Recently, I spent 5 days on the flats wade fishing for permit in Chetumal Bay Mexico and encountered these same questions and issues. I started the trip with wading a section of flats that I had been told by a local consistently had permit, and I found them. I threw local favorite “mantis shrimp” patterns, which were smaller and against what I had had previous success on via crab patterns. I found fish when wading on these occasions, and had several intense follows for 15-30 feet and sometimes all the way to my feet, without a strike. I was able to take one permit on a tan hybrid shrimp/crab pattern though I did not feel like this was the “dialed” in pattern after many more refusals and non-takers.

As I continued to explore different flats, I mentally went back and forth between “confidence flies” and local favorites. My confidence flies were crab patterns and were not working. Some of my best casts and presentations were with local favorites though, and also led to follows, but not strikes. Hence the head game. All said and done, I went 1 fish for 5 days fishing, despite having perhaps 50 legitimate shots at permit over the course of that 5 day time period. Results like this cause you to again question yourself.
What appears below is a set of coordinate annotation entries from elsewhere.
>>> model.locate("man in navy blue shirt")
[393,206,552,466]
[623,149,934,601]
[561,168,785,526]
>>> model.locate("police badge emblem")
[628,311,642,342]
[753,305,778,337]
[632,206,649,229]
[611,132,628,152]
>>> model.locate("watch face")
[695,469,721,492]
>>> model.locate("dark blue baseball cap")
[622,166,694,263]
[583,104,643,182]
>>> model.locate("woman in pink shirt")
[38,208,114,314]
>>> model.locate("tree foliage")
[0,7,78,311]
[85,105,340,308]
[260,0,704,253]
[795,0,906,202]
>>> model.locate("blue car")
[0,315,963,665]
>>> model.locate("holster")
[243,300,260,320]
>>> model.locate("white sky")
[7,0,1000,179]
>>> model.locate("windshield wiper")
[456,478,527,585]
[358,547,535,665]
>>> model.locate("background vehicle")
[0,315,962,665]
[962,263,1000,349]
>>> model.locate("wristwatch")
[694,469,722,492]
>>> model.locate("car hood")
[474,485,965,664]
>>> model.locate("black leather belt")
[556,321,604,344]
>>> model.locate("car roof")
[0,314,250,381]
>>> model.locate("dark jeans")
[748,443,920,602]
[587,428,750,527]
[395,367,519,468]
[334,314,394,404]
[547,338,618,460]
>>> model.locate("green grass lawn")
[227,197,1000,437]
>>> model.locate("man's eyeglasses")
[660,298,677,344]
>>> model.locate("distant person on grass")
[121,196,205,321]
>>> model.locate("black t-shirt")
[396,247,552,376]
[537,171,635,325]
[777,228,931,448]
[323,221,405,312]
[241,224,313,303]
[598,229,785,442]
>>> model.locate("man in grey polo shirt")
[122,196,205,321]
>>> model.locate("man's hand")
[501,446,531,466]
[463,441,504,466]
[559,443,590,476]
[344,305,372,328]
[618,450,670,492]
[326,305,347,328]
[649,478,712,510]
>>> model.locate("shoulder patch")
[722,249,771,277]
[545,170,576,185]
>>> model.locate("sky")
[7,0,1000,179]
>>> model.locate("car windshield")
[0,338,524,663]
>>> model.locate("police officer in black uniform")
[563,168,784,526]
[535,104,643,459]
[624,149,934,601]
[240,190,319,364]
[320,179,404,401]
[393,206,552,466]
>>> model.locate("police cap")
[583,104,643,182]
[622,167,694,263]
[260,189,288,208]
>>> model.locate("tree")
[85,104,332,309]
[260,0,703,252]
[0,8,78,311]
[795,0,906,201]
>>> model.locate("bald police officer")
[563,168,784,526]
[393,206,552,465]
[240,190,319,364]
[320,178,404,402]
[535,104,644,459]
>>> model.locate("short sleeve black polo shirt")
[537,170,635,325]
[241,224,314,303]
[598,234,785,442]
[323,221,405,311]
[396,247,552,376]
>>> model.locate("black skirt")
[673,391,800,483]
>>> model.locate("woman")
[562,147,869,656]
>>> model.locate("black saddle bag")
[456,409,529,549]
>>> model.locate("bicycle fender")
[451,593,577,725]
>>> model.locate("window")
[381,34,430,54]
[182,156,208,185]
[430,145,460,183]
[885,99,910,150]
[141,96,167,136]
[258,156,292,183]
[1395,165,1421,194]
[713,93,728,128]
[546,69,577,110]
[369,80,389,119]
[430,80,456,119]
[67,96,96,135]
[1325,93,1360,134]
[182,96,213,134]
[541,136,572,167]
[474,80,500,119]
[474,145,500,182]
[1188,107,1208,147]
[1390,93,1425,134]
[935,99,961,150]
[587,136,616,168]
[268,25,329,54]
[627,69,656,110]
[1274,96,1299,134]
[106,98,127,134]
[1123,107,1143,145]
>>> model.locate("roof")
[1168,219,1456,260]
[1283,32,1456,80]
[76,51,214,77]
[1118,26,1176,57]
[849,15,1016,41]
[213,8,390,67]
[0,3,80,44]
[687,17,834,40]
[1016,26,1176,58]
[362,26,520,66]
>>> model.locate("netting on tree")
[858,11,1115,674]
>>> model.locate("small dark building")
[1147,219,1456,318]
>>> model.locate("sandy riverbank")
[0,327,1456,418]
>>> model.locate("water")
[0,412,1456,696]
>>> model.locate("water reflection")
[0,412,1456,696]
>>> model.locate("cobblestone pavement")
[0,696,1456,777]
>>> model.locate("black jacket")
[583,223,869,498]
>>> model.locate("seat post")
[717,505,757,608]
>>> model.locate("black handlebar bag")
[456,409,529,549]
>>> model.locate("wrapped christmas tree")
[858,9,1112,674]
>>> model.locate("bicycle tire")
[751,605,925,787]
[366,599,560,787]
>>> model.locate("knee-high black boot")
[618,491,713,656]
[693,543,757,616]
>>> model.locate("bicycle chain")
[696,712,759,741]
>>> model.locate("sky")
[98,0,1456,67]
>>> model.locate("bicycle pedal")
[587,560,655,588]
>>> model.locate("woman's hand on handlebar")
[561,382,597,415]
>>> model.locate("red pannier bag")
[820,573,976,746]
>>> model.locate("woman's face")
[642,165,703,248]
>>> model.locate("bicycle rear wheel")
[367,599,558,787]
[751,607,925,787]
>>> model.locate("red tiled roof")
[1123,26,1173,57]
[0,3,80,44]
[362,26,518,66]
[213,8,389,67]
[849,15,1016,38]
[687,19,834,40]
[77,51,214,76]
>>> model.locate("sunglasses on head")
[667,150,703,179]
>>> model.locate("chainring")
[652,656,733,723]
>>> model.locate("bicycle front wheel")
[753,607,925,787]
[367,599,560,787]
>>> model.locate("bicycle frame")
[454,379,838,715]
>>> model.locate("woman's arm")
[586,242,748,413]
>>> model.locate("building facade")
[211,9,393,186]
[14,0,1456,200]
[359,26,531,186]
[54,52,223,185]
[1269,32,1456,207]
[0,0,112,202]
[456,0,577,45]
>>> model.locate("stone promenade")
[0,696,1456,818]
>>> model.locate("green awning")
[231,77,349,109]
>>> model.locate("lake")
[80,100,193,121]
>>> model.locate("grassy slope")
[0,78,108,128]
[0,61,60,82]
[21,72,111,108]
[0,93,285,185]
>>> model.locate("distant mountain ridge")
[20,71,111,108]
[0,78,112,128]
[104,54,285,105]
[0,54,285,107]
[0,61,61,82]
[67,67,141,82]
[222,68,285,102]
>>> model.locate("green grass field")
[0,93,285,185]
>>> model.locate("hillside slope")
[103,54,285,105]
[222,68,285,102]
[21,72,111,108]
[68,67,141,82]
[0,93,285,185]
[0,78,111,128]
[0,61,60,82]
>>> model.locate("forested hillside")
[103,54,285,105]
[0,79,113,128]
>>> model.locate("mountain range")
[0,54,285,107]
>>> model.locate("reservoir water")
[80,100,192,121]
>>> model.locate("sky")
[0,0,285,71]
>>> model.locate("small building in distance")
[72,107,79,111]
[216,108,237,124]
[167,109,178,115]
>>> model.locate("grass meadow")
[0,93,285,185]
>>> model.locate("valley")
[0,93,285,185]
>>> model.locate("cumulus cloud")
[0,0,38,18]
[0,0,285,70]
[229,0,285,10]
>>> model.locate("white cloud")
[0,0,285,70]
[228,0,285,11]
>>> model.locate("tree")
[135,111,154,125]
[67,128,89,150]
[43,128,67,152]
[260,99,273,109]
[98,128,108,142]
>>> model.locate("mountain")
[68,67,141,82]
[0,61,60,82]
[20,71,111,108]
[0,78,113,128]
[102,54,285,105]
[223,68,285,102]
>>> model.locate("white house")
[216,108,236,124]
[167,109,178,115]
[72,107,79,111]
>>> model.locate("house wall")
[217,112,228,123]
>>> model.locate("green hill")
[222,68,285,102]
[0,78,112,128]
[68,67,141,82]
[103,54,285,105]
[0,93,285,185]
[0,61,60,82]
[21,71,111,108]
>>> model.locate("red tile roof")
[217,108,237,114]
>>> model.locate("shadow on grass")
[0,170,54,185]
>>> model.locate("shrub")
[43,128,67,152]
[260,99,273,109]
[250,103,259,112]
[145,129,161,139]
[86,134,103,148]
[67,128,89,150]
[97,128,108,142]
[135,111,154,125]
Am I doing something wrong? Is this just a hard fish and I need to accept that? Or something else? The sportsman in you says there has to be a perfect fly, or a better approach. But the experience you gain with more time out there gradually convinces you that maybe this fish is as hard as advertised. At the end of the day, reconciling all of this and boiling it down to the fact that its likely a combination of the two, is why the fish is fun. Its hard. A couple of feet off the mark is a “horrible cast”. A few seconds late in spotting the fish is a “blown shot” and spooked fish. The opportunities are limited on a daily basis and the margins are narrow for what you can afford to be off by on everything. And when you look back at a trip and a fish like this, you realize it is exactly what you came for. A fish that will leave you always double guessing yourself. A fish that will always push you to improve, and even if you do, never let you succeed more than you fail.  And even if you do improve,  there will always be far bigger and wiser permit that you know are out there that you’ve blown on prior occasions. The fish provides you with a life long challenge that you can never master, only improve at. And a phase 4 angler’s excuse to keep trying.